We believe that more than one player can coexist in the digital space. Viewers on digital will likely sample content of multiple platforms, just like TV audience watches multiple channels. However, the number of platforms we have in India at the moment is unsustainable, and we think that eventually, consolidation will take place.

INTERNATIONAL

Q - Could you give a brief update on ZEEL’s international business performance in FY18?

FY18 has been a year of expanding our reach in international markets. We have entered into new distribution partnerships in several markets like America and MENA to gain a wider audience for our channels. In select markets such as the UK, we have moved our channels to the basic pack of some of our distributors. These initiatives have helped increase the reach of our network to 578 million (59% YoY), across 170+ countries.

Local productions during the year were increased across territories. Though locally produced content is minuscule as compared to the library-based content aired on our channels, it helps us to establish a stronger connect with our audiences in these markets. We are also tapping new markets for content syndication to license our content library, as well as produce shows for third parties. During the year, we also started distribution of movies in international markets and have received a good response.

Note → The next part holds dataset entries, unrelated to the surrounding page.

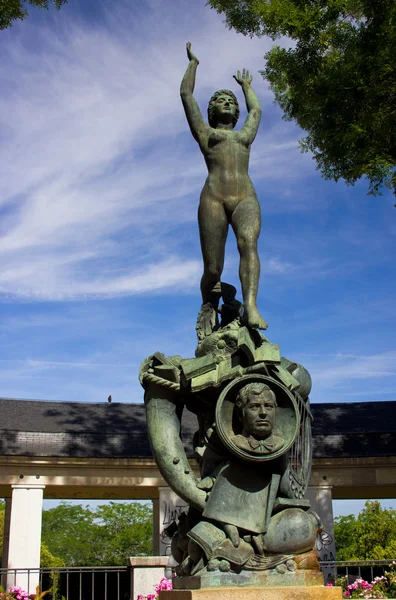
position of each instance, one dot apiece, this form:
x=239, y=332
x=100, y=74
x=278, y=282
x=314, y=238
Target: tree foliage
x=338, y=81
x=370, y=535
x=107, y=535
x=11, y=10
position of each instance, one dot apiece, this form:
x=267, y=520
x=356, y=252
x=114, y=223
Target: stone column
x=322, y=503
x=170, y=507
x=25, y=535
x=156, y=527
x=6, y=539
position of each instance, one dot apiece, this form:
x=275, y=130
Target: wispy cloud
x=95, y=146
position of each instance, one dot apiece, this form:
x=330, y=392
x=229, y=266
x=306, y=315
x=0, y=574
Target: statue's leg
x=213, y=229
x=246, y=222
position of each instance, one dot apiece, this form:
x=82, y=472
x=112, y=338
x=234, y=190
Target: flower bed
x=380, y=587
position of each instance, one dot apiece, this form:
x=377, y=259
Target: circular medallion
x=257, y=418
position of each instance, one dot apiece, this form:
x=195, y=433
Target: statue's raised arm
x=252, y=104
x=191, y=108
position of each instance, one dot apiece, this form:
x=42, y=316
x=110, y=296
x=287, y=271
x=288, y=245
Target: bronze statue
x=228, y=196
x=247, y=523
x=256, y=404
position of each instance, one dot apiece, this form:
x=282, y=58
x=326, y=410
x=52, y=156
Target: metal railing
x=352, y=569
x=74, y=583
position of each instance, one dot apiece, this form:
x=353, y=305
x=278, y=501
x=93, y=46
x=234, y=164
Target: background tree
x=106, y=535
x=338, y=81
x=11, y=10
x=370, y=535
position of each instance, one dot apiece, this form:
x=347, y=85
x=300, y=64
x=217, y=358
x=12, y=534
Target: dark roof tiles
x=85, y=430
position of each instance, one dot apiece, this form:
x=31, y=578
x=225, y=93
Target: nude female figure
x=228, y=196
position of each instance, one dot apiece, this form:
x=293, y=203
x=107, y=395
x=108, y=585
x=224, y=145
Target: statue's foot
x=252, y=318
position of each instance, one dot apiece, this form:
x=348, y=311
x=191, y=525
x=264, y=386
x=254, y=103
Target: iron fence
x=74, y=583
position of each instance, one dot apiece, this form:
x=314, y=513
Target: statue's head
x=256, y=404
x=223, y=103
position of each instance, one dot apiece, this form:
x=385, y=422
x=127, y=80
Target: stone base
x=312, y=592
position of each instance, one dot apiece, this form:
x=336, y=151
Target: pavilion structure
x=79, y=450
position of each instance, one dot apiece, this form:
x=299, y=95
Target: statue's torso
x=227, y=158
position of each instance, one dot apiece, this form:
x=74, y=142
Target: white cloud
x=96, y=145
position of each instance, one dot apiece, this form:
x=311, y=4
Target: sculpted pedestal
x=252, y=593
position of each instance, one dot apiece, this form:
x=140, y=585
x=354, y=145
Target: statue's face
x=224, y=107
x=259, y=415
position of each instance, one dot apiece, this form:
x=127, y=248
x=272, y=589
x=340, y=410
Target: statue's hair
x=211, y=113
x=253, y=388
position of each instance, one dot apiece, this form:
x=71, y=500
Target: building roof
x=114, y=430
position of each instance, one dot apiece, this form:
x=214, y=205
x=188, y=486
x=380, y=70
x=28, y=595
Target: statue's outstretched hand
x=244, y=79
x=190, y=54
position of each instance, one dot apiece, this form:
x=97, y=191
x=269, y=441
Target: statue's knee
x=291, y=531
x=212, y=275
x=247, y=242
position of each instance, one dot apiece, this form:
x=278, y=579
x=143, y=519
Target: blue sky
x=99, y=186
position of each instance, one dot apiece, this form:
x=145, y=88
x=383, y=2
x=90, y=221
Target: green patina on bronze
x=228, y=196
x=248, y=522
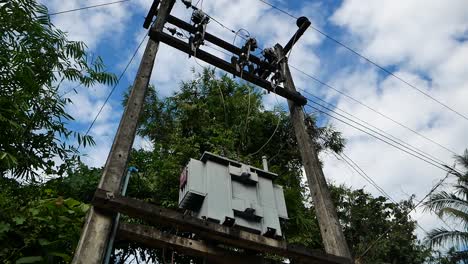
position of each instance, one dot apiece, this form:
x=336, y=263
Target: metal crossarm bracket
x=226, y=66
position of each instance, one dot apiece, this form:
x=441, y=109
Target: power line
x=405, y=215
x=380, y=136
x=115, y=86
x=370, y=108
x=363, y=174
x=411, y=147
x=440, y=166
x=374, y=63
x=83, y=8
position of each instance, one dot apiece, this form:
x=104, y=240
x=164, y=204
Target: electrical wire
x=416, y=153
x=115, y=86
x=388, y=72
x=272, y=135
x=219, y=23
x=374, y=127
x=83, y=8
x=372, y=109
x=353, y=165
x=371, y=245
x=440, y=166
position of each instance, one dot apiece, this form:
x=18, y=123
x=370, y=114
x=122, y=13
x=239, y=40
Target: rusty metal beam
x=154, y=238
x=303, y=23
x=226, y=66
x=209, y=230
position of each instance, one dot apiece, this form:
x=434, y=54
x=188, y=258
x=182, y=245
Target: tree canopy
x=41, y=222
x=36, y=58
x=452, y=206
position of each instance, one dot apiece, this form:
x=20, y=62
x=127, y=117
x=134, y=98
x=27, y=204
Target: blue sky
x=424, y=42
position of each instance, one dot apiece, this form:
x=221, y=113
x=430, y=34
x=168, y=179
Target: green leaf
x=70, y=202
x=32, y=259
x=64, y=256
x=19, y=220
x=44, y=242
x=34, y=211
x=4, y=227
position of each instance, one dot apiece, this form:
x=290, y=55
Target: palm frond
x=456, y=215
x=463, y=159
x=443, y=199
x=441, y=236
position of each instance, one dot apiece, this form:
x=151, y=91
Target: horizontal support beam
x=151, y=13
x=217, y=41
x=208, y=230
x=226, y=66
x=303, y=23
x=154, y=238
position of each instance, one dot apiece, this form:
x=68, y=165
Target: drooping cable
x=83, y=8
x=408, y=145
x=115, y=86
x=371, y=109
x=388, y=72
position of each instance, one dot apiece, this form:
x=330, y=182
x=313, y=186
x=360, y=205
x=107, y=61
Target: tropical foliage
x=40, y=221
x=452, y=206
x=35, y=60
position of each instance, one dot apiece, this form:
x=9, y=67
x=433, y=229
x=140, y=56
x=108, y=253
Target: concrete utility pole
x=98, y=225
x=330, y=228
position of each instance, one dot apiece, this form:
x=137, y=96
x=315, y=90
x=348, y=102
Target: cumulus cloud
x=425, y=49
x=423, y=41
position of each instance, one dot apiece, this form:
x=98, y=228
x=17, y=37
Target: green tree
x=220, y=115
x=452, y=206
x=365, y=218
x=37, y=225
x=35, y=59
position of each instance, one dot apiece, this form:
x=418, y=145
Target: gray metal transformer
x=234, y=194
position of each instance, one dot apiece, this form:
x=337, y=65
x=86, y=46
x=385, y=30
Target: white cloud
x=419, y=38
x=424, y=47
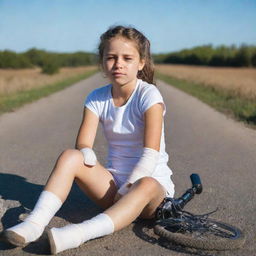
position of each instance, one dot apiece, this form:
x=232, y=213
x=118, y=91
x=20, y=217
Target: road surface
x=198, y=138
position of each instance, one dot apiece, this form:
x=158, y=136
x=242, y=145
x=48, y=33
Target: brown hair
x=143, y=46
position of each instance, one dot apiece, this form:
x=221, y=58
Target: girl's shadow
x=76, y=208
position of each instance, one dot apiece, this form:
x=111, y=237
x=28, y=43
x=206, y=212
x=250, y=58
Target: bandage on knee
x=89, y=156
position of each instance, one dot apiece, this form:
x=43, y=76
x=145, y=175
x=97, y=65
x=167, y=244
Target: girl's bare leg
x=142, y=200
x=69, y=167
x=96, y=181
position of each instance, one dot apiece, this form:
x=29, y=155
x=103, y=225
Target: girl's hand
x=117, y=197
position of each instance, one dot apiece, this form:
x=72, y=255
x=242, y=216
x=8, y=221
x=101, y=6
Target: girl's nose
x=118, y=63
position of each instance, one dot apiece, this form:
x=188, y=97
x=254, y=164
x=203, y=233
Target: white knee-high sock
x=33, y=226
x=73, y=235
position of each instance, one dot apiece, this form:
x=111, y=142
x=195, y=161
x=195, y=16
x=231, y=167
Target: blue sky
x=74, y=25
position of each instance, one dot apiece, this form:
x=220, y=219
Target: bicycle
x=195, y=231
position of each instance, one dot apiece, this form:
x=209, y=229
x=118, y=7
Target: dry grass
x=12, y=80
x=240, y=81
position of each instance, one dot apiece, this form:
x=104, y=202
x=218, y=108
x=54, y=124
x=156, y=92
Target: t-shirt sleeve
x=93, y=103
x=150, y=97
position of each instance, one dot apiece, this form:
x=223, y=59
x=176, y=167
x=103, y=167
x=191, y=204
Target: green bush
x=50, y=67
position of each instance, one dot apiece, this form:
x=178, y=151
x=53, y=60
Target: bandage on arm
x=89, y=156
x=145, y=167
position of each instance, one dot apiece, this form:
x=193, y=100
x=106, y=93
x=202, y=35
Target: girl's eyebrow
x=125, y=54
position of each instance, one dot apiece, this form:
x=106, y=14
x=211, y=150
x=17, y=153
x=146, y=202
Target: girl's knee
x=71, y=156
x=148, y=184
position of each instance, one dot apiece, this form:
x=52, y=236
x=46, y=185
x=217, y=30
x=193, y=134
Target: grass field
x=16, y=80
x=229, y=90
x=18, y=87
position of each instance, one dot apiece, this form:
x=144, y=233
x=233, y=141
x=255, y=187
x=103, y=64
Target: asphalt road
x=198, y=139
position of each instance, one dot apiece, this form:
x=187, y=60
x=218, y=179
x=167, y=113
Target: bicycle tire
x=205, y=241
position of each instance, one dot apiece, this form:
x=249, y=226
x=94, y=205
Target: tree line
x=49, y=62
x=221, y=56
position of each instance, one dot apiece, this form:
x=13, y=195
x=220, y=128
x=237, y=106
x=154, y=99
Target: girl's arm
x=153, y=119
x=88, y=130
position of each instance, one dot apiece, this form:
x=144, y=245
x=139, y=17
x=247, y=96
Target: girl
x=137, y=177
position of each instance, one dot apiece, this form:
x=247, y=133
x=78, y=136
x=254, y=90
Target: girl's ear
x=142, y=64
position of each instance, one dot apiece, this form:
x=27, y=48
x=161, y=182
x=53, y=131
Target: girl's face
x=121, y=61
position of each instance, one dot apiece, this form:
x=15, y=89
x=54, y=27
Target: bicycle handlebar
x=171, y=207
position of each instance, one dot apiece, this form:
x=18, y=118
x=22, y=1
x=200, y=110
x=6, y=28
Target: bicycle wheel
x=215, y=235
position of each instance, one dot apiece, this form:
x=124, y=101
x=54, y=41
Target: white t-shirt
x=124, y=126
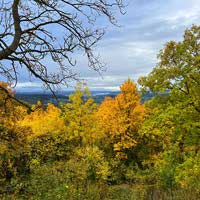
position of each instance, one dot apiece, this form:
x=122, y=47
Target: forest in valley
x=119, y=149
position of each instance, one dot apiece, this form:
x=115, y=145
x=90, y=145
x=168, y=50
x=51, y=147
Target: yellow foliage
x=122, y=116
x=44, y=122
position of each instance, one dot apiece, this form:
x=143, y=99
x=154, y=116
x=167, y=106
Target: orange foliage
x=121, y=118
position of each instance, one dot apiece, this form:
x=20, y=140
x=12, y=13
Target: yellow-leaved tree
x=121, y=118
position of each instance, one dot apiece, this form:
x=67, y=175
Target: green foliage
x=120, y=149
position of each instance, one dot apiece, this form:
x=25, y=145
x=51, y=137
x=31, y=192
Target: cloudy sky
x=130, y=51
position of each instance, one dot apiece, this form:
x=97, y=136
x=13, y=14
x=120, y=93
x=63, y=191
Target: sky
x=130, y=51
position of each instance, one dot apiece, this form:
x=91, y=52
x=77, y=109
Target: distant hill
x=46, y=98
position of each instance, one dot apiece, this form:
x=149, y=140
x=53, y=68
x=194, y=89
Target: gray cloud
x=131, y=50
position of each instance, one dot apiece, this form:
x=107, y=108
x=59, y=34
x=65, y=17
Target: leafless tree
x=36, y=32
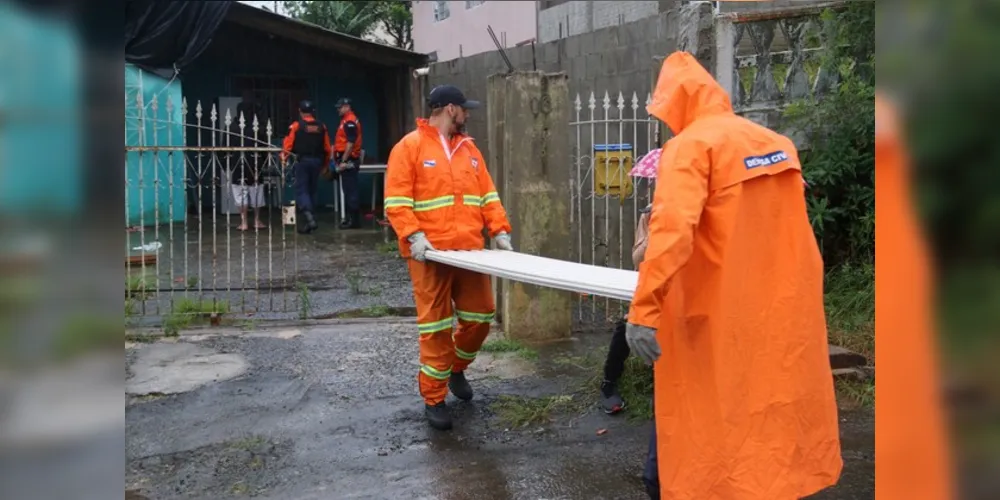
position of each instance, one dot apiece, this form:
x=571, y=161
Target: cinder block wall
x=576, y=18
x=613, y=59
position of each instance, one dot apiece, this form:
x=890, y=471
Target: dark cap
x=444, y=95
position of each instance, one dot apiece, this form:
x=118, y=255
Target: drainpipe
x=420, y=74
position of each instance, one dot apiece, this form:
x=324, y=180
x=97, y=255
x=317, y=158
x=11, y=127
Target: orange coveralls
x=733, y=283
x=910, y=442
x=442, y=187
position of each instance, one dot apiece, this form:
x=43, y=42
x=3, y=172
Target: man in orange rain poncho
x=731, y=293
x=910, y=443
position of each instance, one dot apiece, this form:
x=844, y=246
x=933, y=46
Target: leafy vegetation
x=360, y=19
x=188, y=312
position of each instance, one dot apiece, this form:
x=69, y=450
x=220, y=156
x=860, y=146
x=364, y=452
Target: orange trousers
x=444, y=350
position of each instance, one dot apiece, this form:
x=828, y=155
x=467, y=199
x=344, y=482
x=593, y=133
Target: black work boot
x=438, y=416
x=611, y=401
x=460, y=386
x=311, y=224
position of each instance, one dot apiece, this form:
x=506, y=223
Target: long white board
x=542, y=271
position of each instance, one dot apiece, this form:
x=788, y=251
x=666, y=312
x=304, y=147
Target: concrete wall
x=464, y=33
x=613, y=59
x=576, y=18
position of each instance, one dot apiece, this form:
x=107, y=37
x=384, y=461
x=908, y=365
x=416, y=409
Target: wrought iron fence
x=188, y=249
x=609, y=136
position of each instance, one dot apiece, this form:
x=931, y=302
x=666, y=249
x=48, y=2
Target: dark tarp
x=163, y=34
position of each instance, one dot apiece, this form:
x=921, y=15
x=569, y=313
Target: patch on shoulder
x=765, y=160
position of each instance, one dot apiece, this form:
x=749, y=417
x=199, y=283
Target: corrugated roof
x=317, y=36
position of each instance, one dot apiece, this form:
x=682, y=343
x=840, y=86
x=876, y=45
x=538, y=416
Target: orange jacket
x=289, y=143
x=910, y=441
x=732, y=281
x=442, y=188
x=340, y=138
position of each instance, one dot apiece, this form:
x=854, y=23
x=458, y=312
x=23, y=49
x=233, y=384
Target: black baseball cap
x=444, y=95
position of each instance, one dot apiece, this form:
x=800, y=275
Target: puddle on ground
x=505, y=366
x=373, y=312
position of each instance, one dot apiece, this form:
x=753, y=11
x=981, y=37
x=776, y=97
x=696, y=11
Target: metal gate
x=608, y=137
x=187, y=253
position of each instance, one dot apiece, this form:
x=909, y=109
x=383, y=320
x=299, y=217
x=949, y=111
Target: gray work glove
x=642, y=341
x=419, y=245
x=503, y=241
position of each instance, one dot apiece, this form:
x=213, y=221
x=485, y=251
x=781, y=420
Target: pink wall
x=466, y=28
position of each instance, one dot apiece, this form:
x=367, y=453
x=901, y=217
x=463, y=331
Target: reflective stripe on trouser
x=435, y=288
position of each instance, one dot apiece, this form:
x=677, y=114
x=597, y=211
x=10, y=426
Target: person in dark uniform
x=347, y=155
x=309, y=141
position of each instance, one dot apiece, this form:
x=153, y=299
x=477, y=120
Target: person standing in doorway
x=439, y=195
x=248, y=192
x=347, y=155
x=309, y=141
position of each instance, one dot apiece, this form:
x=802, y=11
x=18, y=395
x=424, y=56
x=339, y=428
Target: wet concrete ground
x=272, y=273
x=331, y=411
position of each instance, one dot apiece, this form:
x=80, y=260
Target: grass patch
x=354, y=283
x=140, y=338
x=850, y=308
x=518, y=412
x=511, y=346
x=188, y=312
x=375, y=311
x=249, y=443
x=853, y=395
x=635, y=385
x=86, y=332
x=636, y=388
x=138, y=286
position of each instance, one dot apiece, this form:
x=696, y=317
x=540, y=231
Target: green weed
x=510, y=346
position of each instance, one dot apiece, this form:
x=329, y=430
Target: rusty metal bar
x=792, y=12
x=205, y=149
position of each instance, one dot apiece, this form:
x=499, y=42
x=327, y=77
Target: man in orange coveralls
x=910, y=440
x=732, y=289
x=439, y=195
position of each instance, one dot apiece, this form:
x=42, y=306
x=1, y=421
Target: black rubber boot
x=611, y=401
x=460, y=386
x=438, y=416
x=311, y=224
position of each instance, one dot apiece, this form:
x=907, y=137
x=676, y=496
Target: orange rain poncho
x=733, y=283
x=910, y=444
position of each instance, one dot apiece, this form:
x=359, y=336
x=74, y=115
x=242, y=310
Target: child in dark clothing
x=618, y=352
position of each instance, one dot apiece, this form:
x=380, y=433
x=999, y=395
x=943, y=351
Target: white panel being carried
x=552, y=273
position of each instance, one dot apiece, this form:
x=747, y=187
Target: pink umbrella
x=646, y=167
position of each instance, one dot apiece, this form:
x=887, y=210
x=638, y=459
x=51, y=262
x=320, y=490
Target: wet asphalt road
x=331, y=411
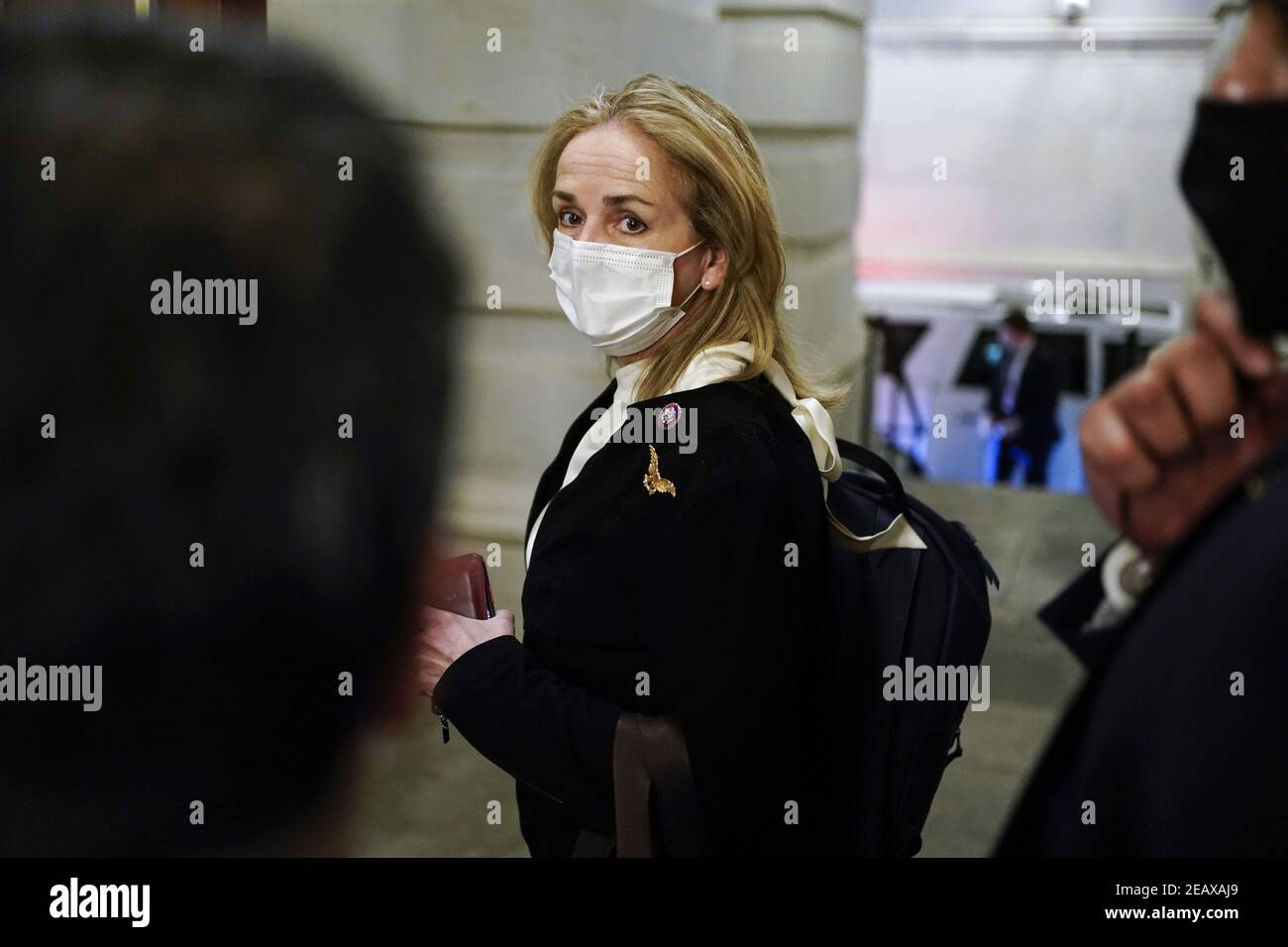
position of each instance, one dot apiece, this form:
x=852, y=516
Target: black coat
x=1175, y=763
x=1037, y=399
x=696, y=591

Q - Could you give a brief financial overview of ZEEL’s international operations in FY18?

We started the year with macroeconomic challenges in certain markets, such as the Middle East. Also, in Bangladesh, international broadcasters faced regulatory hurdles, which we are working to resolve. Due to these factors, our advertising revenues adjusted for Sports business, declined by 2% YoY. That said, we have seen a recovery towards the end of the year, and we hope to sustain the momentum going into FY19. On the subscription front, our revenues declined 11.4% YoY primarily due to the divestment of our Sports business and adverse currency movement. We believe that in the near-term, subscription revenues will remain flattish on a constant currency basis.

Q - What are your plans for the international business in the coming year?

In the coming year, we plan to further increase the reach of our existing channels through distribution and creation of localised content. On the distribution side, we are developing strategies for each market to ensure maximum reach of our content. On the content front, we are increasing our local programming for the Indian audience in select markets, which will be on an ad-funded model. We also plan to ramp up our programming initiatives for the native audience in select markets. In FY19, we will continue to further enhance our local programming initiatives in markets like USA and UK.

Another major goal for the coming year is the rollout of ZEE5 in the international territories. There are a few territories where traditional distribution channels are expensive. The launch of ZEE5 in these markets will help us reach the consumer in an economical way. Initially, the plan is to launch in Asian markets where there is a high affinity for Indian content, which will be subsequently followed by launch other markets.